In case you have been living under a rock, sailing on a Disney cruise or depend on the Sun-Sentinel for your news (more on that later), you know by now that Judge Terry Lewis on Friday ordered legislators to draw up a new congressional map for the state after the old one was ruled to be illegal.
Lewis wants the new map by Aug. 15, meaning that legislators would have to hold a special session over the next two weeks in order to comply with the decision. Lewis said he will then consider whether to order a special election later this year under this new map.
Sunday evening, the Miami Herald‘s Mary Ellen Klas laid out the probable schedule of the special session:
“The plan, to be officially announced on Monday, is to allow most of the legislature return to their districts after they convene, while only those who are members of the House and Senate redistricting committees will stay to work out the details of the revised map. The full House and Senate will then return on Aug. 13 through Aug. 15 to stay until they pass the final map.”
In case you’ree wondering why legislative leaders and others have been so quiet since Friday’s development, here’s one answer:
@WillWeatherford: Looks like I picked an interesting day to have my wisdom teeth pulled out. Good news is I have through most of it.
Weatherford emailed members and staff on Sunday night, essentially saying the Legislature will do what it’s required to do to fix the map, but will fight any effort to impose the map on this cycle’s elections:
“We continue to maintain our strong objection to any attempt to disrupt the current election process. Florida’s Supervisors of Elections have raised serious concerns over changing the elections process at this late date. The NAACP also pointed out in their response to Judge Lewis that, “In a special election, get-out-the-vote infrastructure simply does not exist. Voters who face challenges to political participation – be it financial, job scheduling, transportation, or other impediments – will be irreparably harmed by conducting the election at a time where that infrastructure does not exist.”
“Tens of thousands of our service men and women overseas have received their ballots, and over one million absentee ballots have been mailed to Floridians. Members, we intend to vigorously defend the integrity and validity of Floridians’ votes that have already been and will be cast in the upcoming election.”

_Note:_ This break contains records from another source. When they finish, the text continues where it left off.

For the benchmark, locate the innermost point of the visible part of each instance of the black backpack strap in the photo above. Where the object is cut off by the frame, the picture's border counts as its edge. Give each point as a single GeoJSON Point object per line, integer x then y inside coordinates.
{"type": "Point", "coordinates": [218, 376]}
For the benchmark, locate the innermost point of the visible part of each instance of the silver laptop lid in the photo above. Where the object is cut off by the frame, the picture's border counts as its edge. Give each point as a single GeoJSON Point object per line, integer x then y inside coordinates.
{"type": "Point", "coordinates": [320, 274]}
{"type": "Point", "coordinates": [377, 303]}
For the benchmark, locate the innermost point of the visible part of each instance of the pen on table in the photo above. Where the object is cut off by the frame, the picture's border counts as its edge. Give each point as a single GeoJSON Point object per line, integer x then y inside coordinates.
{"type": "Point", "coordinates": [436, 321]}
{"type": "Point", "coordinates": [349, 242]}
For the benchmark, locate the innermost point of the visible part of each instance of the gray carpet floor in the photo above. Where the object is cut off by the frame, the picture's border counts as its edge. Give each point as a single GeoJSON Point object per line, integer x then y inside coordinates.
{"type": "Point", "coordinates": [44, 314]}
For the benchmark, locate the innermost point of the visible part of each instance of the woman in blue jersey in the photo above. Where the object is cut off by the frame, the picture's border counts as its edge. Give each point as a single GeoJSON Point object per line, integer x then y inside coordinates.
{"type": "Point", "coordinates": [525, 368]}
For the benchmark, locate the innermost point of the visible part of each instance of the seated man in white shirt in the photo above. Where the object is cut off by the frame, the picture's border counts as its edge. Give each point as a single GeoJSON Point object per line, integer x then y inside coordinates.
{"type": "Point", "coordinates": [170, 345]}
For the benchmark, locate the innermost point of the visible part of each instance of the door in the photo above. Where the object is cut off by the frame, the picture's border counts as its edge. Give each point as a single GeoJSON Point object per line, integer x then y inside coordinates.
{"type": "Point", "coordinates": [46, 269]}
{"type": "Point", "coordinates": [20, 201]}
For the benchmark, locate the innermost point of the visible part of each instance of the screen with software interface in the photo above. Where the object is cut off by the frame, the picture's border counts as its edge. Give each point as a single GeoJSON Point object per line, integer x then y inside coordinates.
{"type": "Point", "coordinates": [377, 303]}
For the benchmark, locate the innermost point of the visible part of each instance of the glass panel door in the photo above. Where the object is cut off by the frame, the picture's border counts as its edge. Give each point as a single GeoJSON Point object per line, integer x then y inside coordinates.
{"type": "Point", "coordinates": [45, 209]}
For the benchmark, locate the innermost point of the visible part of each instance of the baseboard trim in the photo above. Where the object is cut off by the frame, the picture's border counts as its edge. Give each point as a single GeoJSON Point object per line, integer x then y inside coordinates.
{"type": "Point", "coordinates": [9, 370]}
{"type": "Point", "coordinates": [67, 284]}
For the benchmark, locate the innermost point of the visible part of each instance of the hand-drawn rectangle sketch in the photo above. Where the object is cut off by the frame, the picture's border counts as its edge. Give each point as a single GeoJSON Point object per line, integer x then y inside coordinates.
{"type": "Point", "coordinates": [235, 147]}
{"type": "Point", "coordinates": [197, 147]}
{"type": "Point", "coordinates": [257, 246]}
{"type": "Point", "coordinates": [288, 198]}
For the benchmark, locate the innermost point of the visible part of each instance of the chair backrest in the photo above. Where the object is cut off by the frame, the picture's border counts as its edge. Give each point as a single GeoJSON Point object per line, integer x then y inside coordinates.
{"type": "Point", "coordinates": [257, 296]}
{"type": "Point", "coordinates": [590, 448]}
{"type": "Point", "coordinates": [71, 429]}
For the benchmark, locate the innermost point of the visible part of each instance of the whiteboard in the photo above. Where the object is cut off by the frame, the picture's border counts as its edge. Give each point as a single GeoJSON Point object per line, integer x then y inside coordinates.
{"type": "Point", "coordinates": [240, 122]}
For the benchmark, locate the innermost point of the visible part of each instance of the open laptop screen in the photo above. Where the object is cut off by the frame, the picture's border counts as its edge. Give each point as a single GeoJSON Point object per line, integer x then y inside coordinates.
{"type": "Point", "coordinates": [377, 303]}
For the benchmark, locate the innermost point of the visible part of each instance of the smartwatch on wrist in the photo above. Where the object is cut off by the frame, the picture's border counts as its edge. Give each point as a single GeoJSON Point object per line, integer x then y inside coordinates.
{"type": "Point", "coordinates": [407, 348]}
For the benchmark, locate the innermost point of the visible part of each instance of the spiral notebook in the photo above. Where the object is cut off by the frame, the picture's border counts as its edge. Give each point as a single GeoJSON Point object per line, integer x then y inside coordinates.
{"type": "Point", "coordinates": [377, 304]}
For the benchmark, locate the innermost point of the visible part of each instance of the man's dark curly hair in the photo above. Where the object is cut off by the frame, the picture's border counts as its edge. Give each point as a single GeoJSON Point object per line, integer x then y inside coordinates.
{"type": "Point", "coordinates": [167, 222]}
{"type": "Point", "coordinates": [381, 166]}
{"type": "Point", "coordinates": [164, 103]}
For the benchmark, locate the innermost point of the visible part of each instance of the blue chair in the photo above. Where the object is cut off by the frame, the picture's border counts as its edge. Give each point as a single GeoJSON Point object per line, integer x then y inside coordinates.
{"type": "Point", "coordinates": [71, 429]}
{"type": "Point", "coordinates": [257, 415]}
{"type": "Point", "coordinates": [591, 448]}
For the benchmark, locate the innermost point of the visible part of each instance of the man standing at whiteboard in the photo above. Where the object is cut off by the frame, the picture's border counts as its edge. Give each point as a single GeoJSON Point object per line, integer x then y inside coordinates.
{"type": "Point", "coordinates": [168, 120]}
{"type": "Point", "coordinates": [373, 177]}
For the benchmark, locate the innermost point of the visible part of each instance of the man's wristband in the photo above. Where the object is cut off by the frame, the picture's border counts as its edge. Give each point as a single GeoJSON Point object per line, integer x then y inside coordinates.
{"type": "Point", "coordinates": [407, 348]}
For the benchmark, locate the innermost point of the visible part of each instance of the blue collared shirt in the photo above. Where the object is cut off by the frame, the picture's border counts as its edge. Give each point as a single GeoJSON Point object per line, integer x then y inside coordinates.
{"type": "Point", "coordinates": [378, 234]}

Weatherford’s partner in the Florida Senate, Don Gaetz, wrote to members on Friday night, instructing them to not delete any documents or files relevant to redistricting:
“In a memorandum distributed Friday evening, Gaetz instructs all members and staff to ‘keep and do not delete any and all records related to the enactment of new congressional districts, including copies of unfiled draft maps, unfiled draft bills and amendments, correspondence, emails, texts and other electronic communications related to the enactment of new congressional districts, whether sent or received on official Senate accounts or devices or personal email accounts or devices.’ ”
While lawmakers are remaining quiet about their plans, so too is the consultant class, which was exposed during the redistricting trial as having an outsized influence on the reapportionment process. One prominent Republican consultant responded via text to me asking what they were hearing, “I’ve honestly avoided it on purpose. Don’t want to be deposed.”
So, what will happen once lawmakers are gaveled into special session?
One uber-smart operative predicted that lawmakers will dust off HOOOC9043, which looks like the current map, but fixes the “appendage” issue in northeast Florida that Judge Lewis focused on in his final judgment.
Map 9043 may solve the map issue, but what about the electioneering issues? It is SO important to recognize that Lewis’ order is really two matters. The first is, fix the map. The second part is, once the map is fixed, then he’ll decide about when to implement said map. Lewis could sign-off on the remedial map and then punt it to special elections, which would occur after the Nov. 4 general election.
If special elections are indeed held then, they should “be conducted as all-mail ballot elections,” says Seminole County Supervisor of Elections Mike Ertel, one of the best in the business. All mail elections “would have a lesser impact on local elections, and be more feasible for elections administration.”
This is especially advantageous, Ertel says, if the special elections are conducted after the Nov. 4 general and before the seating of the 114th Congress on January 3. “(I)n Seminole County, 56 percent of our polling locations are in houses of worship, and thus are likely to not be available as polling locations for any December election.”
Meanwhile, if you are looking for a strong opinion about this whole affair, be sure to read consultant Jamie Miller’s takedown on Context Florida of the League of Women Voters.
Oh, and about that shot at the Sun Sentinel … on Saturday, it was the only major newspaper in the state not to front-page the redistricting story. Yet another front-page fail from the Sun Sentinel.